Fragility Assessment
High Fragility (refactoring will break tests)
agent/process-manager.test.ts— 6vi.mock()calls. Any import restructuring breaks tests.agent/manager.test.ts— 5vi.mock()calls. Same concern.preview/manager.test.ts— 6vi.mock()calls. Same concern.crash-race-condition.test.ts— Accesses privatehandleCompletionviaas any.
Low Fragility (behavioral tests)
- DB repository tests — Real in-memory SQLite, test public API only.
git/manager.test.ts— Real git repos, no mocks.file-io.test.ts— Real filesystem, pure function tests.process/registry.test.ts— Pure unit tests, no mocks.preview/compose-generator.test.ts— Pure function tests.events/bus.test.ts— Pure behavioral tests.- E2E tests — Test through public harness API.

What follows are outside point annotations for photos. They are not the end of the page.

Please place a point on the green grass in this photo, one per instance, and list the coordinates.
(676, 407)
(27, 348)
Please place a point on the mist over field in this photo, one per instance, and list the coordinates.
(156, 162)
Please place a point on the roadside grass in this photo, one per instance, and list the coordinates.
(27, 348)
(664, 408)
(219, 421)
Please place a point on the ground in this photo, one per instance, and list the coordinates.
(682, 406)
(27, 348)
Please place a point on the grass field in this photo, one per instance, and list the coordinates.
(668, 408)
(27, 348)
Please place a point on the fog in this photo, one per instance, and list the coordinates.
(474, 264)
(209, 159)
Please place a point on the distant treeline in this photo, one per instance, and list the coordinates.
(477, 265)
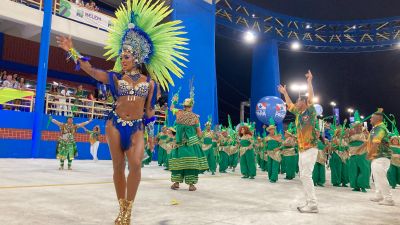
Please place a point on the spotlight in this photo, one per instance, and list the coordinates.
(295, 45)
(249, 37)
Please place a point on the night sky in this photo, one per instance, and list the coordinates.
(363, 81)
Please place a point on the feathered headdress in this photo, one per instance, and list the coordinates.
(137, 29)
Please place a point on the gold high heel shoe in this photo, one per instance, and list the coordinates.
(122, 209)
(128, 211)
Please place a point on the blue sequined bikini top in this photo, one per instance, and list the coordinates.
(139, 90)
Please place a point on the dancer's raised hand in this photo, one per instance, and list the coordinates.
(64, 42)
(282, 89)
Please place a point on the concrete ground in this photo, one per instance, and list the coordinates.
(34, 191)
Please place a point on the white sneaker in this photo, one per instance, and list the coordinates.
(387, 202)
(308, 209)
(376, 199)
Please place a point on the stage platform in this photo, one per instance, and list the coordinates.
(34, 191)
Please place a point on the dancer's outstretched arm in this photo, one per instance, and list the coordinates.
(84, 123)
(56, 122)
(310, 89)
(66, 44)
(282, 90)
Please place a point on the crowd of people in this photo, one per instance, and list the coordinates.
(91, 5)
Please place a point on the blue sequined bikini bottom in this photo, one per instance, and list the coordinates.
(126, 128)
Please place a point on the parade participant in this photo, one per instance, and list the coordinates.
(66, 146)
(306, 117)
(319, 172)
(170, 144)
(273, 144)
(247, 160)
(94, 141)
(378, 151)
(394, 170)
(223, 148)
(146, 52)
(289, 154)
(188, 159)
(260, 151)
(147, 148)
(359, 166)
(162, 139)
(339, 157)
(233, 151)
(208, 148)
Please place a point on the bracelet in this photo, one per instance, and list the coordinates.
(74, 54)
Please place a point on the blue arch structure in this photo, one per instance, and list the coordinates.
(275, 30)
(314, 35)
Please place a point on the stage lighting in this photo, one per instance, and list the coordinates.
(249, 37)
(295, 45)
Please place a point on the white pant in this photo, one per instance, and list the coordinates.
(93, 149)
(379, 168)
(307, 161)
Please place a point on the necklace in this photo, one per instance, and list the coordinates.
(134, 75)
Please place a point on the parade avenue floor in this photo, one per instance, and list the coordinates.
(34, 191)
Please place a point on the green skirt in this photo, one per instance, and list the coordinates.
(66, 150)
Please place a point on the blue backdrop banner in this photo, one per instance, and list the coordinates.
(199, 20)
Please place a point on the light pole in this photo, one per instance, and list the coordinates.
(298, 88)
(350, 111)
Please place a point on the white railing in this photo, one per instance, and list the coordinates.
(77, 107)
(99, 24)
(20, 104)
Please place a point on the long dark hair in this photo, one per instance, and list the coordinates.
(143, 69)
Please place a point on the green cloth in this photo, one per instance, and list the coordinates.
(248, 164)
(223, 161)
(290, 167)
(380, 134)
(209, 154)
(319, 174)
(339, 170)
(233, 160)
(188, 159)
(272, 165)
(359, 171)
(9, 94)
(273, 170)
(393, 175)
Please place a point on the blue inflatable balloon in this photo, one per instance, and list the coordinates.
(318, 109)
(270, 106)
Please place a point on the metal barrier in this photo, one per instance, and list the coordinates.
(38, 4)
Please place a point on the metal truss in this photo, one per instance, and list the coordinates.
(233, 16)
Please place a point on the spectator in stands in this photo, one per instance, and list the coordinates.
(15, 77)
(20, 84)
(8, 83)
(3, 77)
(79, 92)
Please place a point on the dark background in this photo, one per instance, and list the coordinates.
(363, 81)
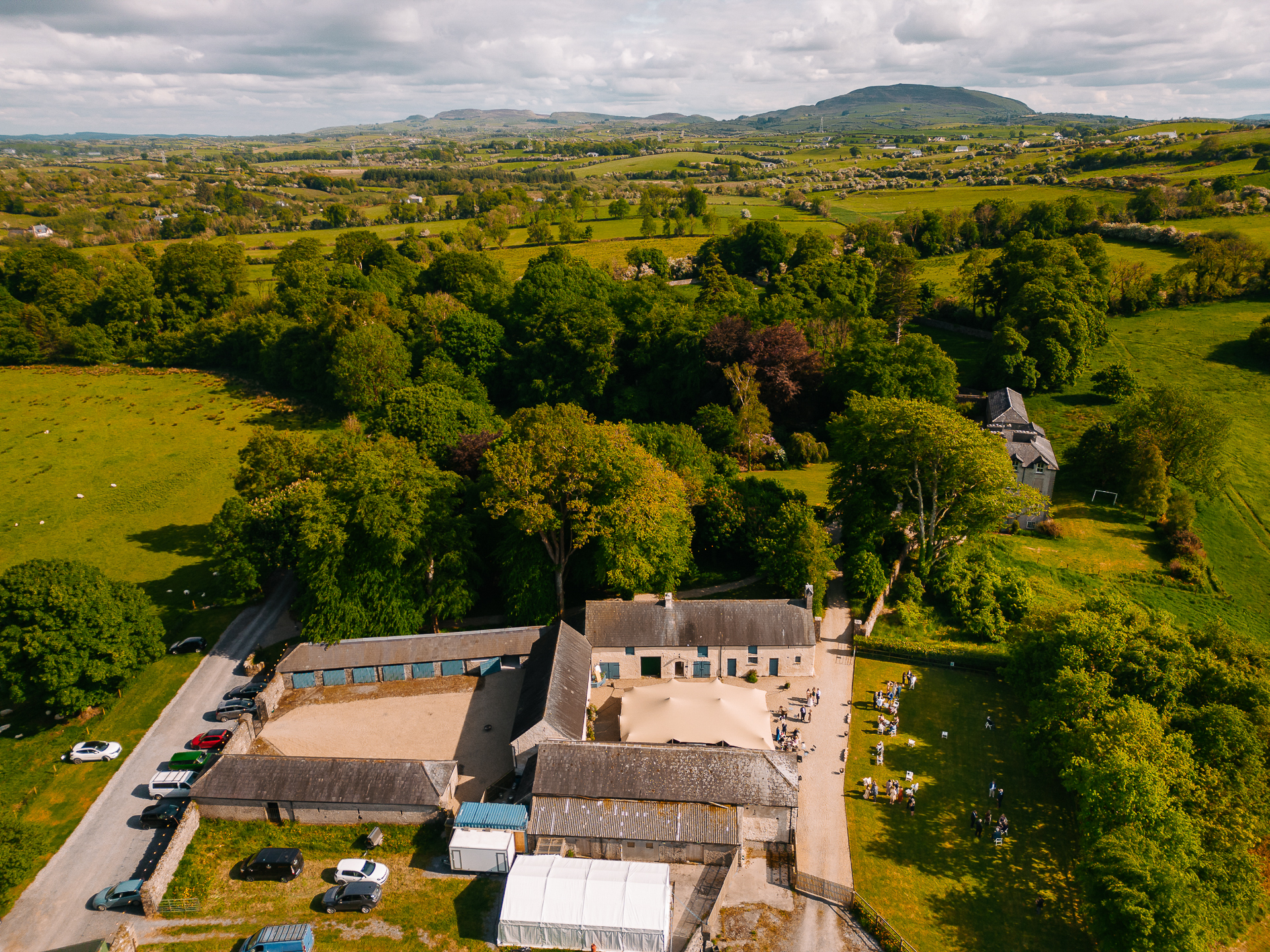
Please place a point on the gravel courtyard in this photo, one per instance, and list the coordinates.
(343, 721)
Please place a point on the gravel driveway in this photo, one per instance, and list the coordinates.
(108, 846)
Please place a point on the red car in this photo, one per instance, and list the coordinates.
(211, 739)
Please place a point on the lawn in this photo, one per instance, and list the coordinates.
(927, 875)
(418, 910)
(1199, 347)
(812, 480)
(169, 442)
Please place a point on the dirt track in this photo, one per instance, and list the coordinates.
(425, 727)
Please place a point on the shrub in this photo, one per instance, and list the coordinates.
(804, 448)
(1049, 528)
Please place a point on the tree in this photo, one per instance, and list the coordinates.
(1189, 429)
(69, 636)
(923, 469)
(572, 481)
(718, 427)
(752, 416)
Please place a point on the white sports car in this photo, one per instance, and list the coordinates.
(361, 871)
(93, 750)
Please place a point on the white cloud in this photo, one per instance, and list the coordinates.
(244, 66)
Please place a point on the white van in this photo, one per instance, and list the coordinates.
(172, 783)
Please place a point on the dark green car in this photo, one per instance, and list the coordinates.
(190, 760)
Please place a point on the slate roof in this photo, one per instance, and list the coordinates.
(411, 649)
(325, 779)
(1027, 448)
(686, 774)
(634, 819)
(687, 623)
(1006, 405)
(556, 684)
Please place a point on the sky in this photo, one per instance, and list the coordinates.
(263, 66)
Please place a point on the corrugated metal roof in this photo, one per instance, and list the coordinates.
(687, 623)
(689, 774)
(493, 816)
(556, 684)
(411, 649)
(325, 779)
(633, 819)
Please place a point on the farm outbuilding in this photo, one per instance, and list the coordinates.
(482, 851)
(562, 903)
(325, 790)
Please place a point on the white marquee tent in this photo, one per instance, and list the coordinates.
(556, 902)
(697, 713)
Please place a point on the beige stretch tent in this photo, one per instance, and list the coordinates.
(697, 713)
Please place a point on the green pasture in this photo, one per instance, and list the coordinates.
(1201, 347)
(167, 440)
(656, 163)
(927, 875)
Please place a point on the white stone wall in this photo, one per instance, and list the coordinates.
(793, 662)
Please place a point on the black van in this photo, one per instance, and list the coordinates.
(273, 863)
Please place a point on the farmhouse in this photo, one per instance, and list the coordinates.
(1031, 452)
(325, 790)
(706, 639)
(662, 803)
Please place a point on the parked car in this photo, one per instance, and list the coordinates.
(235, 709)
(93, 750)
(165, 813)
(189, 760)
(273, 863)
(282, 938)
(249, 691)
(361, 871)
(172, 783)
(362, 896)
(121, 894)
(212, 739)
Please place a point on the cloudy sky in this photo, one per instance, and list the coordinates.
(258, 66)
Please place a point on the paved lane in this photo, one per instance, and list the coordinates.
(108, 844)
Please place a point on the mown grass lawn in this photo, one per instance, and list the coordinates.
(418, 910)
(927, 875)
(812, 480)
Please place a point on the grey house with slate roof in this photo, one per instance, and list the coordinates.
(556, 694)
(1031, 451)
(325, 790)
(701, 639)
(648, 801)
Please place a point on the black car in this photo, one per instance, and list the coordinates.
(247, 691)
(165, 813)
(362, 896)
(273, 863)
(235, 709)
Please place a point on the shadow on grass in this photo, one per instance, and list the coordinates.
(1236, 353)
(473, 904)
(179, 539)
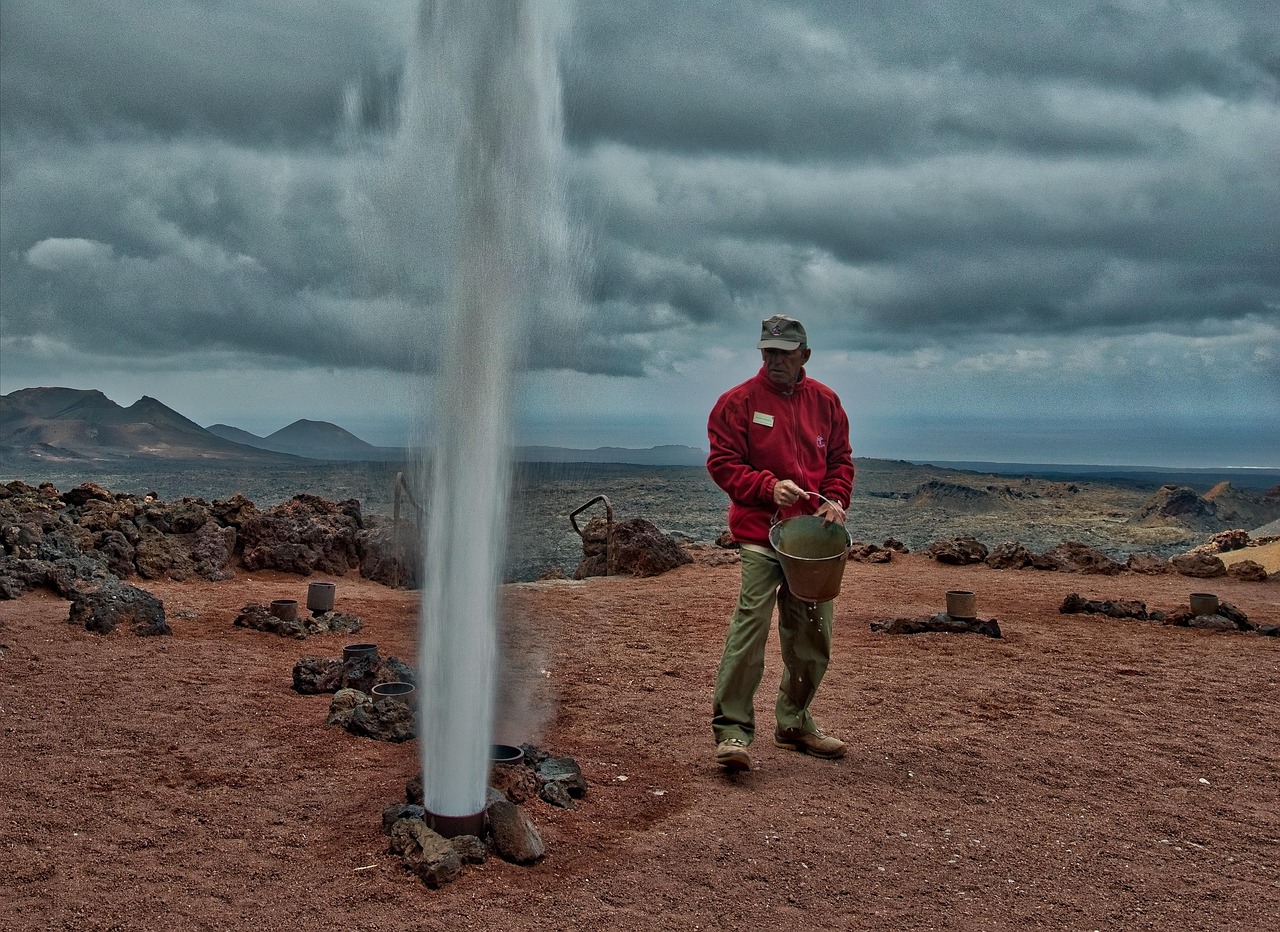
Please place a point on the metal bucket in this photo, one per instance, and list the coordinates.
(813, 556)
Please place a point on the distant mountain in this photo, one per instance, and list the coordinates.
(69, 425)
(312, 439)
(64, 424)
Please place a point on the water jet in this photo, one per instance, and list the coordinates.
(483, 99)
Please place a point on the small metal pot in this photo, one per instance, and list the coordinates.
(320, 597)
(961, 603)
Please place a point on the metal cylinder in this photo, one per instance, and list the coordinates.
(320, 597)
(961, 603)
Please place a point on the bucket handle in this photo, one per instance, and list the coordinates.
(777, 515)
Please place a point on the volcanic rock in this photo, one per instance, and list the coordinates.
(109, 606)
(65, 576)
(1198, 565)
(1010, 556)
(385, 720)
(513, 835)
(389, 557)
(425, 853)
(1178, 506)
(563, 775)
(941, 622)
(304, 535)
(1112, 608)
(1073, 556)
(869, 553)
(1247, 571)
(517, 782)
(638, 548)
(956, 498)
(961, 551)
(259, 617)
(1147, 563)
(401, 811)
(1224, 542)
(234, 511)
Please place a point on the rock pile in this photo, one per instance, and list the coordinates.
(1073, 556)
(103, 608)
(636, 548)
(508, 831)
(941, 622)
(86, 537)
(1228, 617)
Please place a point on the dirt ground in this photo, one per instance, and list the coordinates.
(1078, 773)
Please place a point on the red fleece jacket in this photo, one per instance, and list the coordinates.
(760, 434)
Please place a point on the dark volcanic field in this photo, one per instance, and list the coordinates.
(681, 501)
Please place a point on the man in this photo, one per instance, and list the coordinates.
(775, 441)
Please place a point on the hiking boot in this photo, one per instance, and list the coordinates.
(810, 743)
(731, 754)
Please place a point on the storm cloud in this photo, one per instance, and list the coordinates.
(974, 206)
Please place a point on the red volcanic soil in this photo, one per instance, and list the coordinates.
(1078, 773)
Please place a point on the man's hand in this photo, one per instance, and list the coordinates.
(830, 512)
(787, 493)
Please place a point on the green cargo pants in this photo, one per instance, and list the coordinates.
(804, 636)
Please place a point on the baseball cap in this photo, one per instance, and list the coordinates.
(781, 332)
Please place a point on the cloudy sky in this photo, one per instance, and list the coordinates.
(1019, 232)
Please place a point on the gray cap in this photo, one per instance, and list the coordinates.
(781, 332)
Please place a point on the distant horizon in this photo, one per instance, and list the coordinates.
(1102, 442)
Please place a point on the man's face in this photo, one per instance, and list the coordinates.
(784, 365)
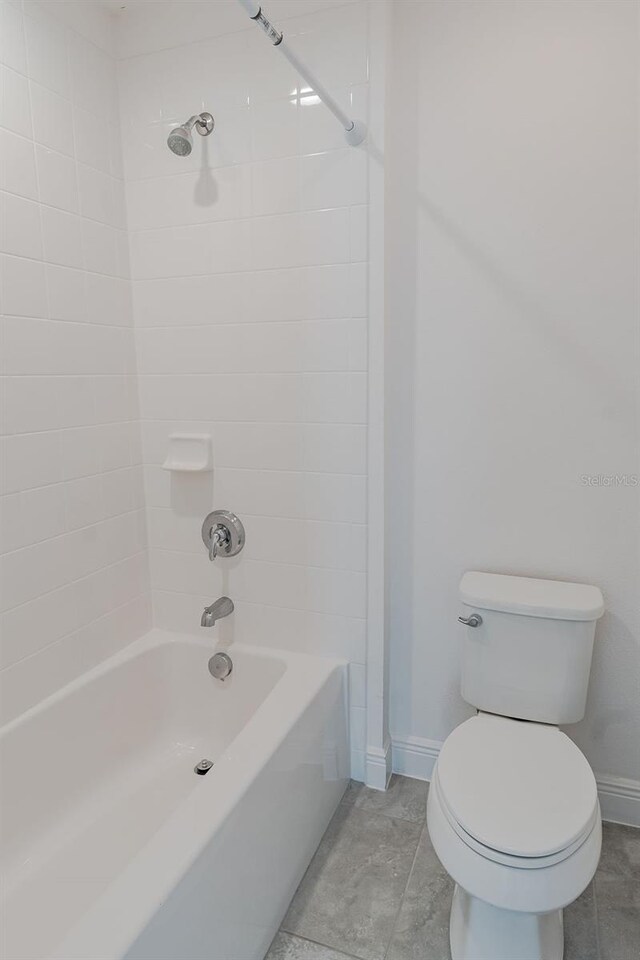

Mock Style Inconsistencies
The test suite uses 4 different mocking patterns with no shared convention:
| Pattern | Files | Concern |
|---|---|---|
vi.mock() module-level |
manager.test.ts, process-manager.test.ts, preview/manager.test.ts | Import-structure coupled |
Factory function (createMockX()) |
output-handler.test.ts, coordination/.test.ts, server/.test.ts | Cleaner but copy-pasted |
| Inline const object | mutex-completion.test.ts | Simple but mutated per-test |
| Hand-rolled class | harness.ts (MockWorktreeManager, CapturingEventBus) | Best for shared infrastructure |
createMockEventBus() is independently defined in 5+ files. Should be extracted to shared test utility.